Here you will learn how to find solution of homogeneous differential equation of first order first degree with examples.

Let’s begin –

Solution of Homogeneous Differential Equation

If a first degree first order differential equation is expressible in the form

$dy\over dx$ = $f(x, y)\over g(x, y)$

where f(x, y) and g(x, y) are homogeneous function of the same degree, then it is called a homogeneous differential equation,

Such type of equation can be reduced to variable seperable form by the substitution y = vx. Process is shown in the algorithm below.

Algorithm :

1). Put the differential equation in the form

$dy\over dx$ = $f(x, y)\over g(x, y)$

2). Put y = vx and $dy\over dx$ = v + x$dy\over dx$ in the equation in step 1 and cancel out x from the right hand side.

3). Shift v on RHS and seperate the variables v and x.

4). Integrate both sides to obtain the solution in terms of v and x.

5). Replace v by $y\over x$ in the solution obtained in step 4 to obtain the solution in terms of x and y.

Example : Solve the differential equation $x^2$ dy + y(x + y) dx = 0.

Solution : The given differential equation is

$x^2$ dy + y(x + y) dx = 0

$\implies$ $x^2$ dy = -y(x + y) dx

$\implies$ $dy\over dx$ = -($xy + y^2\over x^2$)                      …………………(i)

Since each of the functions xy + $y^2$ and $x^2$ is a homogeneous function of degree 2.

Therefore, equation (i) is a homogeneous differential equation.

Putting y = vx and $dy\over dx$ = v + x$dv\over dx$ in (i), we get

v + x$dv\over dx$ = -($vx^2 + v^2x^2\over x^2$)

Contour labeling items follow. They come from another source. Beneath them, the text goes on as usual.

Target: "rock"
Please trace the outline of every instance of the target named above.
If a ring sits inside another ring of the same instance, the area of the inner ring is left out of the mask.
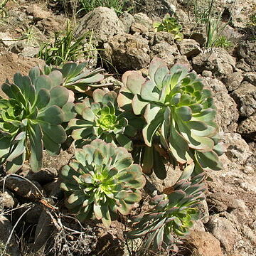
[[[43,189],[45,190],[46,195],[49,197],[51,195],[58,195],[61,193],[61,190],[60,188],[60,181],[58,180],[55,180],[52,182],[49,182],[44,185]]]
[[[213,73],[211,71],[209,71],[209,70],[203,70],[202,72],[202,75],[206,78],[211,78],[213,75]]]
[[[139,13],[134,15],[134,22],[132,24],[132,33],[146,33],[153,27],[153,21],[145,14]]]
[[[236,208],[235,197],[222,192],[216,192],[207,195],[207,203],[211,212],[215,213],[223,211],[230,212]]]
[[[140,34],[143,33],[146,33],[149,31],[149,28],[139,23],[133,23],[131,26],[131,32],[132,34],[136,33]]]
[[[238,59],[244,62],[244,67],[238,66],[242,70],[247,72],[255,72],[256,71],[256,44],[253,41],[244,41],[239,44],[238,48]]]
[[[210,216],[210,220],[206,225],[208,230],[220,242],[226,252],[233,251],[239,235],[230,220],[215,215]]]
[[[50,215],[46,210],[42,210],[35,232],[35,241],[33,245],[34,251],[38,251],[51,239],[50,235],[53,230],[54,225]]]
[[[54,38],[55,32],[60,32],[65,28],[68,21],[68,18],[62,16],[52,16],[38,21],[37,27],[46,36]]]
[[[28,224],[37,225],[38,223],[38,220],[40,215],[42,212],[42,205],[37,203],[31,206],[31,208],[25,213],[28,209],[27,207],[21,207],[15,210],[15,218],[18,220],[21,215],[22,220]],[[14,221],[16,221],[15,220]],[[14,220],[13,220],[14,221]]]
[[[43,65],[44,61],[38,58],[25,58],[12,53],[2,54],[0,55],[0,85],[4,82],[6,78],[11,81],[14,75],[17,72],[27,75],[31,68]]]
[[[234,72],[227,75],[227,78],[223,79],[226,88],[229,92],[232,92],[239,87],[242,81],[243,75],[240,72]]]
[[[0,191],[0,209],[3,208],[12,208],[18,203],[17,199],[14,195],[8,189]]]
[[[128,11],[124,11],[119,17],[124,25],[124,31],[129,33],[132,24],[134,22],[134,18]]]
[[[191,39],[195,40],[200,45],[201,48],[203,48],[206,42],[206,28],[205,24],[197,24],[196,28],[194,26],[191,28],[186,36]]]
[[[0,32],[0,46],[2,44],[4,47],[10,47],[14,43],[13,39],[9,32]]]
[[[201,220],[194,220],[193,223],[193,227],[190,229],[190,231],[206,231],[203,223]]]
[[[26,178],[35,181],[40,184],[51,182],[58,176],[58,171],[55,168],[43,168],[36,173],[31,173]]]
[[[235,59],[225,50],[218,48],[214,52],[201,53],[193,58],[192,65],[198,73],[201,73],[203,70],[209,70],[215,76],[221,78],[233,72]]]
[[[32,15],[33,20],[36,21],[47,18],[51,16],[50,12],[43,10],[37,4],[30,4],[26,9],[26,12]]]
[[[230,161],[244,166],[248,157],[252,155],[249,146],[240,134],[227,133],[223,135],[226,148],[225,155]]]
[[[162,41],[165,41],[168,43],[172,45],[174,43],[174,36],[169,32],[159,31],[154,33],[154,43],[157,43]]]
[[[150,62],[148,41],[129,35],[117,35],[104,45],[102,53],[120,73],[147,68]]]
[[[75,31],[81,36],[93,30],[93,36],[100,42],[107,42],[108,38],[124,32],[124,26],[112,9],[95,8],[85,15],[80,20]]]
[[[186,238],[191,256],[223,256],[220,242],[210,233],[192,231]]]
[[[196,57],[201,53],[199,43],[193,39],[183,39],[177,45],[181,54],[188,58]]]
[[[248,82],[242,82],[230,96],[238,105],[239,114],[249,117],[256,112],[256,87]]]
[[[250,84],[256,86],[256,73],[247,73],[244,74],[244,80],[249,82]]]
[[[206,199],[206,197],[205,199]],[[200,210],[200,220],[203,223],[206,223],[209,220],[209,209],[206,200],[205,199],[201,201],[198,205],[198,209]]]
[[[36,56],[40,50],[39,47],[33,47],[33,46],[25,46],[21,52],[21,55],[24,57],[35,57]]]
[[[4,245],[8,241],[9,237],[11,235],[13,227],[10,221],[4,215],[0,215],[0,242],[3,242]],[[6,247],[6,255],[11,256],[20,256],[21,252],[19,251],[18,244],[15,239],[15,233],[14,233],[11,237],[10,241]],[[4,254],[3,256],[5,256]]]
[[[149,29],[152,26],[153,21],[149,18],[146,14],[143,13],[138,13],[134,15],[134,22],[139,23],[148,28]]]
[[[164,60],[169,68],[174,65],[174,56],[178,55],[178,48],[176,44],[171,45],[165,41],[161,41],[152,46],[151,50],[151,58],[157,56]]]
[[[226,132],[235,132],[239,117],[237,105],[228,95],[225,85],[217,79],[204,78],[206,88],[210,89],[213,93],[215,105],[217,107],[215,122],[220,130]]]
[[[44,151],[43,153],[43,167],[51,170],[50,171],[55,175],[53,169],[59,171],[61,167],[68,164],[71,157],[73,156],[72,150],[71,149],[65,151],[61,150],[57,156],[50,156],[46,151]]]
[[[256,112],[238,125],[238,132],[244,137],[256,141]]]
[[[15,194],[32,201],[41,199],[45,196],[43,188],[38,182],[29,182],[17,176],[7,177],[5,181],[5,187]]]
[[[174,44],[174,36],[168,32],[147,32],[142,33],[142,37],[149,41],[149,46],[154,46],[154,45],[164,41],[170,45]]]
[[[174,59],[175,64],[182,64],[185,65],[188,70],[192,70],[191,63],[189,63],[188,58],[185,55],[179,55],[175,58]]]

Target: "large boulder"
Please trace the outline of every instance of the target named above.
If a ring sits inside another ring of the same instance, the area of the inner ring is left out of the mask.
[[[218,79],[205,78],[206,87],[213,92],[214,102],[217,107],[215,121],[221,130],[225,132],[235,132],[239,117],[237,105],[228,95],[225,85]]]
[[[208,232],[191,232],[186,238],[186,244],[191,256],[223,256],[220,242]]]
[[[145,38],[129,34],[117,35],[104,45],[103,59],[120,73],[147,68],[150,62],[149,46]]]
[[[217,78],[222,78],[231,74],[235,66],[235,58],[223,49],[202,53],[192,59],[193,68],[198,73],[209,70]]]
[[[183,39],[177,45],[181,54],[188,58],[196,57],[201,53],[199,43],[193,39]]]
[[[13,232],[13,226],[10,221],[4,215],[0,215],[0,242],[6,245],[6,242],[11,235],[9,243],[6,245],[6,251],[1,255],[20,256],[17,242],[15,238],[15,233]]]
[[[249,117],[256,112],[256,87],[248,82],[242,82],[230,96],[238,105],[239,114],[242,117]]]
[[[241,72],[234,72],[227,75],[223,79],[223,82],[229,92],[232,92],[238,89],[242,81],[243,75]]]
[[[238,125],[238,132],[256,141],[256,112],[241,122]]]
[[[210,216],[206,228],[227,252],[233,250],[240,235],[230,220],[218,215]]]
[[[80,20],[75,35],[81,36],[93,31],[93,37],[101,43],[114,35],[124,32],[124,26],[118,18],[114,10],[107,7],[95,8]]]
[[[26,58],[12,53],[0,55],[0,97],[6,97],[1,90],[1,85],[6,78],[11,81],[15,73],[19,72],[27,75],[31,68],[43,64],[42,60]]]
[[[136,14],[134,16],[134,22],[131,27],[132,33],[146,33],[153,28],[152,20],[144,14]]]
[[[256,43],[245,41],[240,43],[238,49],[238,68],[245,72],[256,71]]]
[[[174,64],[174,58],[178,55],[178,50],[175,43],[168,43],[165,41],[161,41],[151,47],[150,57],[153,58],[154,56],[161,58],[164,60],[169,68]]]

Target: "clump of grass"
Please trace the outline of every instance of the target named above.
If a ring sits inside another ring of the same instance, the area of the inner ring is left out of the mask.
[[[86,55],[90,58],[88,53],[96,50],[85,43],[89,42],[90,46],[92,46],[91,41],[90,33],[76,38],[68,22],[64,31],[55,33],[53,43],[43,43],[38,57],[49,65],[60,65],[68,61],[75,61]],[[85,45],[87,46],[85,47]]]
[[[127,1],[125,0],[79,0],[81,9],[78,11],[85,14],[93,10],[95,8],[102,6],[113,9],[117,14],[121,14],[125,9]]]
[[[222,33],[228,22],[222,21],[222,12],[218,12],[215,8],[215,0],[193,0],[193,14],[196,23],[204,23],[206,26],[206,49],[214,46],[228,48],[232,42],[225,38]]]

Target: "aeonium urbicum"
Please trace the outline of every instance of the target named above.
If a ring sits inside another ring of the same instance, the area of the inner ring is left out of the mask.
[[[127,150],[95,139],[75,152],[61,171],[65,205],[81,221],[95,216],[110,226],[111,215],[127,215],[142,198],[145,178]]]
[[[17,171],[26,159],[38,171],[43,149],[58,154],[66,139],[61,124],[74,117],[73,92],[62,82],[60,72],[44,75],[33,68],[2,85],[8,99],[0,98],[0,164],[6,162],[7,171]]]
[[[129,122],[136,119],[136,116],[120,111],[116,100],[117,95],[113,91],[97,89],[92,97],[93,100],[86,98],[75,104],[75,110],[79,116],[68,124],[76,145],[81,147],[88,140],[97,138],[131,150],[129,138],[137,131]]]
[[[154,206],[152,209],[132,218],[133,230],[128,238],[144,238],[146,247],[153,244],[155,249],[171,247],[177,251],[175,237],[188,233],[193,220],[199,218],[197,206],[204,198],[205,174],[189,180],[193,168],[193,164],[188,166],[174,186],[152,198],[149,201]]]
[[[216,153],[220,150],[213,139],[218,132],[213,98],[195,73],[181,65],[169,70],[164,61],[154,58],[148,78],[127,71],[122,80],[124,86],[117,102],[124,110],[132,108],[135,114],[144,116],[146,124],[142,133],[148,146],[159,136],[178,162],[196,161],[196,171],[220,169]]]

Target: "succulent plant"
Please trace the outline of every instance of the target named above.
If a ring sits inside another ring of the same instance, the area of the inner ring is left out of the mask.
[[[183,38],[183,36],[181,33],[182,26],[178,23],[176,18],[171,17],[169,14],[164,17],[162,22],[155,21],[153,26],[156,31],[166,31],[172,33],[176,41],[181,41]]]
[[[149,65],[149,77],[144,78],[136,71],[127,71],[122,78],[117,102],[124,110],[132,108],[143,114],[146,144],[160,137],[161,145],[178,162],[197,162],[196,171],[221,169],[218,128],[213,122],[216,110],[209,90],[193,73],[181,65],[169,70],[159,58]]]
[[[117,95],[113,91],[97,89],[92,97],[93,101],[86,98],[75,105],[80,118],[73,119],[68,124],[76,144],[81,147],[88,140],[97,138],[131,150],[129,137],[136,134],[136,129],[128,124],[128,119],[136,119],[135,115],[118,110]]]
[[[154,172],[160,179],[166,178],[166,165],[171,159],[161,145],[155,143],[151,146],[134,146],[132,154],[134,162],[142,166],[144,174],[151,175]]]
[[[130,213],[145,184],[141,167],[133,164],[127,149],[100,139],[76,149],[61,178],[60,187],[68,194],[67,208],[81,221],[93,215],[106,226],[111,223],[110,213]]]
[[[146,247],[153,243],[155,249],[177,249],[176,236],[188,234],[193,220],[198,219],[196,206],[203,198],[204,174],[188,181],[193,167],[193,164],[188,166],[179,181],[164,190],[166,194],[151,198],[149,203],[154,206],[153,209],[133,218],[133,230],[127,233],[129,238],[144,237]]]
[[[87,90],[88,86],[102,86],[100,82],[104,79],[104,75],[102,74],[104,71],[103,68],[97,68],[91,70],[86,68],[87,65],[87,62],[80,64],[75,62],[69,62],[64,64],[62,68],[46,65],[42,72],[48,75],[53,70],[58,70],[63,77],[63,86],[68,89],[84,92]]]
[[[32,171],[39,171],[43,148],[58,154],[66,139],[60,124],[74,117],[73,92],[60,86],[62,81],[59,71],[41,75],[33,68],[28,76],[16,73],[14,83],[2,85],[9,98],[0,98],[0,164],[6,162],[9,173],[28,158]]]

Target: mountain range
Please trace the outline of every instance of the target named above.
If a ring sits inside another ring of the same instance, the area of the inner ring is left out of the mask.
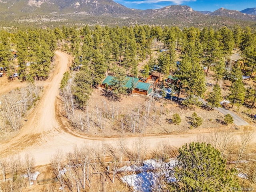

v + x$dv\over dx$ = -($v + v^2$)

x$dv\over dx$ = -($2v + v^2$)

xdv = -($v^2 + 2v$)dx

By Seperating the variable,

$1\over v^2 + 2v$ dv = $-dx\over x$

Integrating both sides.

$\implies$ $\int$ $1\over v^2 + 2v$ dv = $\int$ $-1\over x$ dx

$\int$ $1\over v^2 + 2v + 1- 1$ dv = $\int$ $-1\over x$ dx

$\int$ $1\over (v + 1)^2 – 1^2$ dv = $\int$ $-1\over x$ dx

$1\over 2$ $log{{v+1 – 1}\over {v+1+1}}$ = -log x + log C

$1\over 2$ $log{{v}\over {v+2}}$ = -log x + log C

$log{{v}\over {v+2}}$ + 2log x =  2log C

$log|{vx^2\over v+2}|$ = log k

Put v = y/x

k = $x^2y\over y + 2x$, which is the solution of differential equation.